Friday, July 28, 2006

Happy Sysadmin Appreciation Day – the Perfect New Class Holiday

Thanks to Russell Smith's suggestion in an earlier discussion of New Class culture, I have been visiting the Boing Boing site, which I commend to you. Last night they posted this wonderful notice:
In a few minutes, it will be July 28th on the West Coast, marking the start of national Sysadmin Appreciation Day. This is a fine idea. Sysadmins are the secret masters of the world, the tireless workers in the data-centers who quietly keep the Internet and its constituent PCs up and running. Sysadmins get more off-hour phone-calls than surgeons; for that matter, a good sysadmin is better to have around than a surgeon.
Here is the sensibility of what Avrom Fleishman thinks is the core of the New Class in a perfect gem of an example. Consider these markers:

• Being precisely conscious of time zones, and expecting that readers may come from any place and time zone.

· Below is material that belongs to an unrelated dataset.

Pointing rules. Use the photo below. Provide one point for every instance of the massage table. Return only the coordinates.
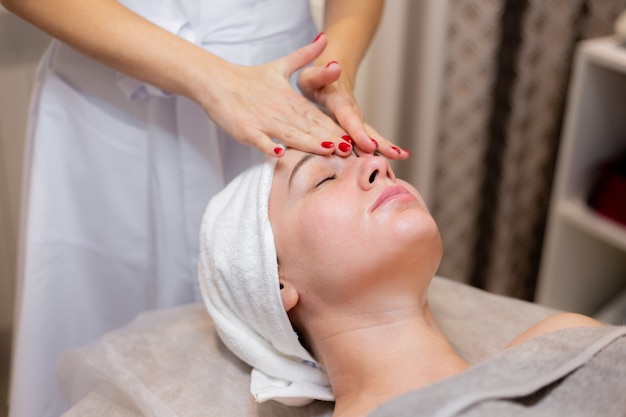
(170, 362)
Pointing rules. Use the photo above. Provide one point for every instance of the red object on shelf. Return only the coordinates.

• Comparing sysadmins with the high status job of the old technology, surgeon.

• Measuring how essential a job is by the number of off-hour phone calls it gets.

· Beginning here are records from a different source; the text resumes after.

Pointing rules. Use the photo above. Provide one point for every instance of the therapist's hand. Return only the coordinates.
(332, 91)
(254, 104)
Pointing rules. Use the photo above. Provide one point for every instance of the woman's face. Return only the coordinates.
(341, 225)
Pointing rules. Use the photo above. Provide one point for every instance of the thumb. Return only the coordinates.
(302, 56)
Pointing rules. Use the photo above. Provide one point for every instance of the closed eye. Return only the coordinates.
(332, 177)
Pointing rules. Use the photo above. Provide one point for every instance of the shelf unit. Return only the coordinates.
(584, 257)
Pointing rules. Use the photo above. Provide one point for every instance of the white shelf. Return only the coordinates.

• No snark or ambivalence – unlike, say, President of the United States, this job really matters.

• And, of course, assuming that all readers will know what a sysadmin is.

A new class culture is being assembled all around us. It is fun, as well as rich sociology, to chart it as it rises.

3 comments:

Unknown said...

You got that right. As a sysadmin and db administrator for many years, it's nice to be appreciated, even if it's just when things are going badly. (hmmm... it seems like there is a metaphor in there somewhere...)

Russell Smith said...

Thanks for checking out boingboing -- sometimes strange, often irreverent, occasionally offensive -- but never boring.

I wonder if you might do a post on a Top ten links for cultural exegesis? Maybe even make it a meme for the Presbybloggers ring?

Gruntled said...

I have been thinking about a student project for next summer on knowledge class humor. We might call it "Onion Camp."